Research report
Hippocampal nitric oxide synthase in the fetal guinea pig: effects of chronic prenatal ethanol exposure

https://doi.org/10.1016/S0165-3806(97)00184-3Get rights and content

Abstract

The effects of chronic maternal administration of ethanol on nitric oxide synthase (NOS) activity and the numbers of NOS containing neurons, and CA1 and CA3 pyramidal neurons in the hippocampus of the near term fetal guinea pig at gestational day (GD) 62 were investigated. Pregnant guinea pigs received oral administration of 4 g ethanol/kg maternal body weight (n=5), isocaloric sucrose/pair feeding (n=5) or water (n=5), or no treatment (NT; n=5) from GD 2 to GD 61. NOS activity in the 25,000×g supernatant of hippocampal homogenate was determined using a radiometric assay. The numbers of NOS containing neurons, and CA1 and CA3 pyramidal neurons were determined using NADPH diaphorase histochemistry and cresyl violet staining, respectively. The chronic ethanol regimen produced a maternal blood ethanol concentration of 193±13 mg/dl at 1 h after the second divided dose on GD 57. Chronic ethanol exposure produced fetal body, brain, and hippocampal growth restriction and decreased fetal hippocampal NOS activity compared with the isocaloric sucrose/pair feeding, water, and NT experimental groups, but did not affect the number of NOS containing and CA1 or CA3 pyramidal neurons. These data demonstrate that, in the near term fetus, chronic maternal administration of ethanol suppresses hippocampal NOS activity and consequent formation of NO, without loss of NOS containing neurons and prior to loss of CA1 pyramidal neurons that occurs in the adult.

Introduction

Excessive maternal consumption of ethanol during pregnancy can produce teratogenic effects, which can manifest in the human as the fetal alcohol syndrome (FAS) [17]. Ethanol's teratogenic effects in the central nervous system (CNS) are probably the most debilitating manifestation of the FAS and can present as intellectual, behavioral, and/or motor dysfunction 5, 6, 17, 23, 46, 48. Experimental animal and human epidemiologic studies have demonstrated that prenatal ethanol exposure can produce microencephaly 42, 46and that ethanol's teratogenic effects are concentration dependent [9]. One of the CNS target sites of ethanol teratogenesis is the hippocampus, a cerebral cortical structure that is involved in learning and memory 1, 5, 40. Chronic prenatal exposure to ethanol restricts hippocampal growth in the near term fetus [32], and decreases the number of CA1 pyramidal neurons in the adult [1].

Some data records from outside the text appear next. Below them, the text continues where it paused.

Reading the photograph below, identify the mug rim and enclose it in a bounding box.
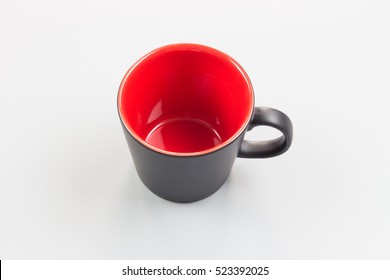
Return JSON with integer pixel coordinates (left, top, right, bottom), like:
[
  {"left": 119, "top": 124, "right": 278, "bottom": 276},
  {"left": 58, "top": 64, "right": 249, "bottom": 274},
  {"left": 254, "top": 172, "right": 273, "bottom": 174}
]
[{"left": 117, "top": 43, "right": 255, "bottom": 157}]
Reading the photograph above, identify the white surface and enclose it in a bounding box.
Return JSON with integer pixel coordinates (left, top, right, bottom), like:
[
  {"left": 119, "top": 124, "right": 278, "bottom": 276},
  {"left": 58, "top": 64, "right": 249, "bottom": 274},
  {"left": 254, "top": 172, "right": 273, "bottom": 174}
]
[{"left": 0, "top": 0, "right": 390, "bottom": 259}]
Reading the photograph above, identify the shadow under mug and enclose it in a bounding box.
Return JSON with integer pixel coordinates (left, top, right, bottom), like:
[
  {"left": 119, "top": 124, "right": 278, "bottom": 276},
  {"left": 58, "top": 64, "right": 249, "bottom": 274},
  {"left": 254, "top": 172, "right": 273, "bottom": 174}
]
[{"left": 118, "top": 44, "right": 293, "bottom": 202}]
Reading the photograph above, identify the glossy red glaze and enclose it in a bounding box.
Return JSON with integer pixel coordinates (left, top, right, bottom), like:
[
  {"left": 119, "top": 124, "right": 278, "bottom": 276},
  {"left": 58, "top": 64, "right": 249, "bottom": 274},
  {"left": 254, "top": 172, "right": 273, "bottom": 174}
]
[{"left": 118, "top": 44, "right": 254, "bottom": 156}]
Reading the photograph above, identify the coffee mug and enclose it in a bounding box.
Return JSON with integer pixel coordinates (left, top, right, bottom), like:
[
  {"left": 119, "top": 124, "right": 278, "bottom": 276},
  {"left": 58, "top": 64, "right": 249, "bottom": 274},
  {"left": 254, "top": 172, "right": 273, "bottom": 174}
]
[{"left": 117, "top": 44, "right": 293, "bottom": 202}]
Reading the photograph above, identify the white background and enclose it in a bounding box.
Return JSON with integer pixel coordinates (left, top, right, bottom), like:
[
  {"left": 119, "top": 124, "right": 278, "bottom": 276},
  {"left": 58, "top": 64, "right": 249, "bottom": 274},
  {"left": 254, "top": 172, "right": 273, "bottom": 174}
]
[{"left": 0, "top": 0, "right": 390, "bottom": 259}]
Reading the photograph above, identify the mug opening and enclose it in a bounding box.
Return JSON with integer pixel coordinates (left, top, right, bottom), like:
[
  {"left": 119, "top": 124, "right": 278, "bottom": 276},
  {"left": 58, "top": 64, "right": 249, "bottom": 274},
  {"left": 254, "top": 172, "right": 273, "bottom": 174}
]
[{"left": 118, "top": 44, "right": 254, "bottom": 156}]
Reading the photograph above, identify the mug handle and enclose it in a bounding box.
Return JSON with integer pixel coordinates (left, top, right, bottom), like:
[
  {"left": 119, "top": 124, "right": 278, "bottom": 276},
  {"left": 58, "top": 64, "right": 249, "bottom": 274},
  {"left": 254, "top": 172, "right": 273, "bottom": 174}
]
[{"left": 237, "top": 107, "right": 293, "bottom": 158}]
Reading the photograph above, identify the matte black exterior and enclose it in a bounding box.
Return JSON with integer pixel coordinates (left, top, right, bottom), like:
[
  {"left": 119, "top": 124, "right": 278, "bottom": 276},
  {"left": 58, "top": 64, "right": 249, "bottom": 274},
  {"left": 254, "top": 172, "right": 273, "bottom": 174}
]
[{"left": 122, "top": 107, "right": 293, "bottom": 202}]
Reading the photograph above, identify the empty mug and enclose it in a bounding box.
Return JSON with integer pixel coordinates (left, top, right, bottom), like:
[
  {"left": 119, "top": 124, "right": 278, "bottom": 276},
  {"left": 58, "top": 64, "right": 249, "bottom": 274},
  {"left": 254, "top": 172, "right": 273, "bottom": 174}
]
[{"left": 117, "top": 44, "right": 293, "bottom": 202}]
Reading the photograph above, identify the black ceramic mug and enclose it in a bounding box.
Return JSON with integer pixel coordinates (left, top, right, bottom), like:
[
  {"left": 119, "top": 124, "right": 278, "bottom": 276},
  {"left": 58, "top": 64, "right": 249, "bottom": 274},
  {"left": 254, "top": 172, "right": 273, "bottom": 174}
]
[{"left": 118, "top": 44, "right": 293, "bottom": 202}]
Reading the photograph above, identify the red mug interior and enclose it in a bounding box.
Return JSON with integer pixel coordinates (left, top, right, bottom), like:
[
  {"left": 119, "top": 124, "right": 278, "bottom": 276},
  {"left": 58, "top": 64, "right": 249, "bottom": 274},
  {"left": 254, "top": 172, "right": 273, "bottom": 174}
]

It has been proposed that l-glutamate (Glu), an excitatory amino acid neurotransmitter, is neurotrophic during brain development via its action on N-methyl-d-aspartate (NMDA) receptors during critical stages of gestation [7]. Perturbation of the neurotrophic action of the Glu–NMDA receptor system could delay or disrupt normal brain development, leading to CNS dysmorphology and dysfunction observed during postnatal life [35]. Nitric oxide (NO) and cGMP are signal transduction messengers that can be synthesized downstream following NMDA receptor activation 27, 28, 44. NO formation, catalysed by nitric oxide synthase (NOS), can lead to stimulation of soluble guanylyl cyclase and consequent formation of cGMP from GTP. NO has been shown to play a role in neurotransmitter release from brain slices [31]and synaptosomes [36], as well as to play a role in brain development [13]. Altered concentration of NO or cGMP in the brain may result in abnormal brain development. In this regard, a study conducted in intact cultured rat embryos has demonstrated that decreased or increased NO concentration can disrupt normal embryonic development or can be neurotoxic, respectively [33].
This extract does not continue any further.